Comme les autres virus, le virus responsable de la maladie COVID-19 possède des protéines qui lui permettent d’affaiblir le système immunitaire de sa cellule hôte, en plus des protéines qu'il utilise pour son auto-réplication. Le projet Folding@home soutient des travaux visant à mieux comprendre ces protéines, une étape importante pour pouvoir concevoir un traitement susceptible d'inhiber leur fonctionnement, et de mettre le virus en échec.

De nombreuses méthodes permettent de déterminer la structure d'une protéine en laboratoire. Toutefois, elles permettent uniquement de révéler la forme d'une protéine à un moment. Les modélisations informatiques sont donc importantes lorsqu’il s’agit de déterminer de quelle manière la structure tridimensionnelle d'une protéine évolue dans le temps. Dans le cas des protéines virales, les modélisations peuvent révéler de nouveaux sites de liaison sur lesquels un médicament pourrait agir pour attaquer la protéine et bloquer son fonctionnement.

Ces dernières semaines, le nombre de personnes contribuant dans le monde à Folding@home a augmenté rapidement. La puissance de calcul collective du système a désormais atteint près de 2,5 exaFLOPS, soit une puissance supérieure à celle que l'on obtiendrait si on réunissait les 500 supercalculateurs les plus puissants au monde.

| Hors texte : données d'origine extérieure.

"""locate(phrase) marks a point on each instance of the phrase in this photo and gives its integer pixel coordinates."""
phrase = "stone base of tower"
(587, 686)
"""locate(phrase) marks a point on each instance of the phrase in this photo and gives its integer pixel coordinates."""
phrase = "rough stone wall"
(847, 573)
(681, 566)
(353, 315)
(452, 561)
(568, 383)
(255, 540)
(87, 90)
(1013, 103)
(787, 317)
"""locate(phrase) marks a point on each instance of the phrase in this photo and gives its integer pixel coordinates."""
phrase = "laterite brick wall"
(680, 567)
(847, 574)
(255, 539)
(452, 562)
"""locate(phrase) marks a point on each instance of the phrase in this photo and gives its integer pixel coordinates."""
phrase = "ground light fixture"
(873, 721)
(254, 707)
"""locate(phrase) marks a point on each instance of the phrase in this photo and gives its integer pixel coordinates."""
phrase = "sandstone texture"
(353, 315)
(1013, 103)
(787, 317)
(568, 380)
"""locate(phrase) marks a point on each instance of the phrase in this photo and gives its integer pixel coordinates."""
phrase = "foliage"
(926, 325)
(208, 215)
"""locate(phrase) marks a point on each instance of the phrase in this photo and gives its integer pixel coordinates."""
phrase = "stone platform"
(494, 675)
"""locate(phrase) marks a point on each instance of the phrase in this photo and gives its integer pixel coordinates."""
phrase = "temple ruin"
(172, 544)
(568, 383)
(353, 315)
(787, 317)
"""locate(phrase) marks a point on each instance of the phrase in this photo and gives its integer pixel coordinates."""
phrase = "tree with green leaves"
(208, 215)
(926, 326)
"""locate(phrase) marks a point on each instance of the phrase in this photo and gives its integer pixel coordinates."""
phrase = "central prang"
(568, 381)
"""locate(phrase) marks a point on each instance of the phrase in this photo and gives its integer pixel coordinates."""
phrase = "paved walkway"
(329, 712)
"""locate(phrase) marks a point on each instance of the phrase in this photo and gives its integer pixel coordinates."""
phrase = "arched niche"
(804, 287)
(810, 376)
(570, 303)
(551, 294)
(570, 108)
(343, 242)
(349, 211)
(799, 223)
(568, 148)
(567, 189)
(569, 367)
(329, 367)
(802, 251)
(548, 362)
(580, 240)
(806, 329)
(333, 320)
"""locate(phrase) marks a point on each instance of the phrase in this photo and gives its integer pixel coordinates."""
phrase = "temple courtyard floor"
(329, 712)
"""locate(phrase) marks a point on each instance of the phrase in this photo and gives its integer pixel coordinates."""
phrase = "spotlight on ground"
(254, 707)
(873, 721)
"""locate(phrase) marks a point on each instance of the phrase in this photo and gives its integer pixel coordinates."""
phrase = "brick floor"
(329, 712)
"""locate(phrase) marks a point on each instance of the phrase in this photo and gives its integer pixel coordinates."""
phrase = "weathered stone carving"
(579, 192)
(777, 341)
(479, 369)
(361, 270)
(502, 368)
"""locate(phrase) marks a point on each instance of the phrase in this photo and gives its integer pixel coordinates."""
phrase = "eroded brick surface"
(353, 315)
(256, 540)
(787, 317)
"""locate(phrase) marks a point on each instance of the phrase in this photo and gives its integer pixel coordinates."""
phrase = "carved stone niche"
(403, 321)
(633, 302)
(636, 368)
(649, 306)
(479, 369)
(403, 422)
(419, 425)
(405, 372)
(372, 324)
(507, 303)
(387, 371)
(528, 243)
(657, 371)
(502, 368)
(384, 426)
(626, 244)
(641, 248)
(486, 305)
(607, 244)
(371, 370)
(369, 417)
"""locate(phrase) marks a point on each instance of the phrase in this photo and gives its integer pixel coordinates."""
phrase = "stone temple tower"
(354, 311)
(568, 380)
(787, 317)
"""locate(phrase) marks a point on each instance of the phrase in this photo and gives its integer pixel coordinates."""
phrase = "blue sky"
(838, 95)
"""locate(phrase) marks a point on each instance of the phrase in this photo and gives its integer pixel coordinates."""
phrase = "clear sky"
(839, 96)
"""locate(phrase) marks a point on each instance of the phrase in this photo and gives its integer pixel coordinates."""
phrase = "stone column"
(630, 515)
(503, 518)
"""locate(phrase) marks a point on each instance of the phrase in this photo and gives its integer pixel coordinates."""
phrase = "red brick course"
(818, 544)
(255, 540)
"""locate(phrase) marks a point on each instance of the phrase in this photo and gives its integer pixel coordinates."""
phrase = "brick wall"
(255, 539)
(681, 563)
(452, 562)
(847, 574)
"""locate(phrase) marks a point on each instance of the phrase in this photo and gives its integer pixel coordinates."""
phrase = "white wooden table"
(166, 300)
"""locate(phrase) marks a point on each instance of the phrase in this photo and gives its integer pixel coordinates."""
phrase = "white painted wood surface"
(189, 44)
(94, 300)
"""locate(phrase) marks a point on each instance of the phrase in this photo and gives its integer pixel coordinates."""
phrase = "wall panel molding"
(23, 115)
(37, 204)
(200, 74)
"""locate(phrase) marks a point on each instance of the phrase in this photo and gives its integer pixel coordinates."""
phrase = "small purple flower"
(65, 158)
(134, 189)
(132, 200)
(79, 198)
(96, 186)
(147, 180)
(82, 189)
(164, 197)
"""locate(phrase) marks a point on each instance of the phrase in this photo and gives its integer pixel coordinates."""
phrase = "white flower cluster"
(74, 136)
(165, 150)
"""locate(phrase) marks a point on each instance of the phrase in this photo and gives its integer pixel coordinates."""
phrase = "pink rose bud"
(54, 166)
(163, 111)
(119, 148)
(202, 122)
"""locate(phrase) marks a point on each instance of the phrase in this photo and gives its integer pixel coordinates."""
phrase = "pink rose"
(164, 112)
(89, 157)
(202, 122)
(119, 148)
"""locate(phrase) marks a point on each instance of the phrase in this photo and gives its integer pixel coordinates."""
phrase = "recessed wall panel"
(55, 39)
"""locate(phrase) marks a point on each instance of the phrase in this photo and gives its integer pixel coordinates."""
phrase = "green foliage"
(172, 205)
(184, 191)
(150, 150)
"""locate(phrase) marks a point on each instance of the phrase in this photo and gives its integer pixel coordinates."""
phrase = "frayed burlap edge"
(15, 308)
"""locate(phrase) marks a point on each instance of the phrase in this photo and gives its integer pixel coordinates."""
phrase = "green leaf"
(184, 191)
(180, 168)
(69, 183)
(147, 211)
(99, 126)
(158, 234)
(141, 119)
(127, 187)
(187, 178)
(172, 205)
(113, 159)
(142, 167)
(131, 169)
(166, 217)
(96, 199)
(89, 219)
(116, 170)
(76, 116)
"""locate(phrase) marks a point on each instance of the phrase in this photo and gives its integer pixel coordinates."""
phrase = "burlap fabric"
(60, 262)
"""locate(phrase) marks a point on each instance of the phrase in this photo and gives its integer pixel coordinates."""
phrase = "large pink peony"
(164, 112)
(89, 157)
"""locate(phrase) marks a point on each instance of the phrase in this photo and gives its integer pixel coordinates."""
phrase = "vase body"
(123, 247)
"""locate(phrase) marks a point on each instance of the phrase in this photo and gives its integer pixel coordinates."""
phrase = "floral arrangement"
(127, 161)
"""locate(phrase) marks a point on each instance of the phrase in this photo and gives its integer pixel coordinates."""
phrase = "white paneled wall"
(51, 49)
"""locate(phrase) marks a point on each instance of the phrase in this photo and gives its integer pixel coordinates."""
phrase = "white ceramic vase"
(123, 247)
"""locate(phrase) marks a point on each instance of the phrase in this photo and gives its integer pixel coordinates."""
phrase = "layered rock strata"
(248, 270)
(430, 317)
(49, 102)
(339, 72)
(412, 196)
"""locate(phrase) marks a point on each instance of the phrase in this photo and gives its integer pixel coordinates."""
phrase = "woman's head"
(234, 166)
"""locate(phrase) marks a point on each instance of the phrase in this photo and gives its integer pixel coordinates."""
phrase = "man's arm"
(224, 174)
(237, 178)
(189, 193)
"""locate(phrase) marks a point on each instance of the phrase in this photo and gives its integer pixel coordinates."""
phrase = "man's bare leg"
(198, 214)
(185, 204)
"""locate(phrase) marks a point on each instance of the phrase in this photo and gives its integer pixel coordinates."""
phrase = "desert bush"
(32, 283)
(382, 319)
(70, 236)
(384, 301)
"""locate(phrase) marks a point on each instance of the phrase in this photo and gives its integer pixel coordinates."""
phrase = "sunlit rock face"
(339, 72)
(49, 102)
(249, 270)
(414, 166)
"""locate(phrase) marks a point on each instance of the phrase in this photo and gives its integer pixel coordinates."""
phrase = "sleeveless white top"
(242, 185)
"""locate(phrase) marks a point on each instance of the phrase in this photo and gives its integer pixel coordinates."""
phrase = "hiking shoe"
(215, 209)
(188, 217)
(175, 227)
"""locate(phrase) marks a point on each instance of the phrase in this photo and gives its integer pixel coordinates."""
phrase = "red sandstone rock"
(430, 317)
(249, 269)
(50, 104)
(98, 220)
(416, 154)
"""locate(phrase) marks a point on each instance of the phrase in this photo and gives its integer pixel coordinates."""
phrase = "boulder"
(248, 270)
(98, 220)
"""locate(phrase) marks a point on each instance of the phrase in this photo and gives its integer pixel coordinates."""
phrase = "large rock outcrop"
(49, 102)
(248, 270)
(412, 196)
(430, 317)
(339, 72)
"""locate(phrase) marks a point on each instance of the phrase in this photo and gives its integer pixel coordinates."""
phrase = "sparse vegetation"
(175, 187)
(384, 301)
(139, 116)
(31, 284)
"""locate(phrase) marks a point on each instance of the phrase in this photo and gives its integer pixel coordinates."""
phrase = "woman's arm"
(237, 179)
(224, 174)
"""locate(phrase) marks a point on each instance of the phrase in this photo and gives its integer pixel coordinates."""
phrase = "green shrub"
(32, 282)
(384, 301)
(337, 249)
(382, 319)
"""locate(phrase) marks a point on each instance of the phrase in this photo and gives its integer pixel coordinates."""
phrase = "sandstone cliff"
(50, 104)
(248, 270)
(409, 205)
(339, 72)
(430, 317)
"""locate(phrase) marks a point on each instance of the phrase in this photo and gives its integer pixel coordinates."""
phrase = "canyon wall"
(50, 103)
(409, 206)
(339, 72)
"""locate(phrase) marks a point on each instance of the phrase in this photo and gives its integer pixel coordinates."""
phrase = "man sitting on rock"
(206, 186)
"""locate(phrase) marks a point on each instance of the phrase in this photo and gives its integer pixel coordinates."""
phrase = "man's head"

Le CERN met à disposition environ 10 000 cœurs de processeurs de son principal centre de calcul. Cela ne représente toutefois qu'un tiers environ des « opérations de calcul » que l'équipe du CERN a réalisées pour Folding@home. Le reste correspond à des contributions faites directement par les sites de calcul pour le LHC. Ensemble, à la date du 21 avril, le CERN et les sites de calcul pour le LHC venaient au 87e rang des contributeurs.

« Les machines du Centre de calcul du CERN qui ont été mises à disposition devaient initialement être mises hors service, explique Jan van Eldik, chef de la section Approvisionnement en ressources (Resource Provisioning Services -RPS) du groupe Calcul et suivi (Compute and Monitoring - CM) au sein du département IT du CERN. Nous avons rapidement mis au point une procédure pour que des machines virtuelles exécutent Folding@home sur le nuage OpenStack du CERN avec ces machines. »

« Avec les expériences LHC, nous avons échangé des « recettes » similaires — pour optimiser la contribution des nœuds disponibles à Folding@home — avec des sites de calcul à travers toute la Grille de calcul mondiale pour le LHC (WLCG) » ajoute Simone Campana, chef du projet WLCG. Cela devrait faciliter les contributions des sites de calcul de la WLCG, dans le respect des accords en vigueur avec leurs organismes de financement.

« Open Science Grid, aux États-Unis, contribue également de manière importante au projet Folding@home » relève Ian Bird, chef du projet WLCG de 2008 à janvier 2020. Le CERN a également proposé ses services pour le support de l'infrastructure serveur de Folding@home, si besoin ».

Un certain nombre d'instituts de recherche contribuent au fonctionnement et à l'amélioration de Folding@home, projet dirigé par Greg Bowman, professeur associé à la Faculté de médecine de l'Université Washington à Saint-Louis (États-Unis). Bien sûr, Folding@home n'est qu'un projet parmi de nombreux autres projets d'informatique distribuée qui contribuent à lutter contre la pandémie de COVID-19. Rosetta@home est un autre projet de partage de ressources informatiques qui permet à tout un chacun, depuis chez soi, de participer à la lutte. Des travaux importants sont également menés en Europe, par exemple dans des centres de calcul de l'Institut national de physique nucléaire (INFN - Italie), et utilisent le service HADDOCK sur la plateforme WeNMR, soutenue par l'e-infrastructure EGI.